Yes, you can add fine grain control by adding a before_filter to the appropriate refinerycms controllers. In that before_filter you could use CanCan, but refinerycms already has a roles table that you can easily leverage for this.
Here's one way to control access to the blog, for example.
Using the console or other interface of your choice, add a new Role with title="member".
Add another with title="premium_user"
Then (if your authentication model is called User), in the console
>member1 = User.find(1)
>member1.roles << Role.where(:title=>"member").first
>member1.save
Similarly, you would add the "premium_user" role to the right users.
Create MyApp/lib/restrict_blog_to_member_role.rb
module RestrictBlogToMemberRole
def restrict_blog_to_member_role
return true unless !(current_user.try(:has_role? "member")
flash[:notice]="Please become a member with us before accessing the blog."
redirect_to home_path #or some other destination path that exists
return false
end
end
In MyApp/config/application.rb, set up the before_filter so it will reload on each call in development mode, in case you change it with the server running....
module MyApp
class Application < Rails::Application
....
config.before_initialize do
require 'restrict_blog_to_member_role'
end
config.to_prepare do
BlogController.send :include, RestrictBlogToMemberRole
BlogController.send :before_filter, :restrict_blog_to_member_role
end
....
end
end
You can do the same with other refinery controllers like PagesController, Admin::BaseController, Admin::RefinerySettingsController, Admin::Blog::PostsController, etc., and add methods dealing with other roles like "premium_user", depending on what authorization rules you want to implement.
Alternatively, you can override the refinery controllers directly in your app/controllers folder using
rake refinery:override controller=blog_controller #for example.
Then you can incorporate calls to something like CanCan, or add the before filters above directly.
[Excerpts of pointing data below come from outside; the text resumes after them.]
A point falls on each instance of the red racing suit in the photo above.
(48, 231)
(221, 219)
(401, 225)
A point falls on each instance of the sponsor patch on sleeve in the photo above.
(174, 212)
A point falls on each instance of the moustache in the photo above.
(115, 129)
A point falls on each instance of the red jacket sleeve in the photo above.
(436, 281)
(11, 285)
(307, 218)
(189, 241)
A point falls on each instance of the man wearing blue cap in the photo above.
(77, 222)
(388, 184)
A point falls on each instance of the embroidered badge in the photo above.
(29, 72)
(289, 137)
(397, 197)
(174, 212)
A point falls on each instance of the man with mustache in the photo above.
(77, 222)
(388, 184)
If you override, it is a little harder to upgrade refinerycms when it changes, because you have the extra step of re-overriding and re-merging your code with the latest version of the controller, when it changes.
Re: "admin" user, refinerycms is already going to leverage a role with title="Superuser" and require that at least 1 User has that role. It comes pre-configured with some authorization logic for what Superuser can do that those without that role cannot.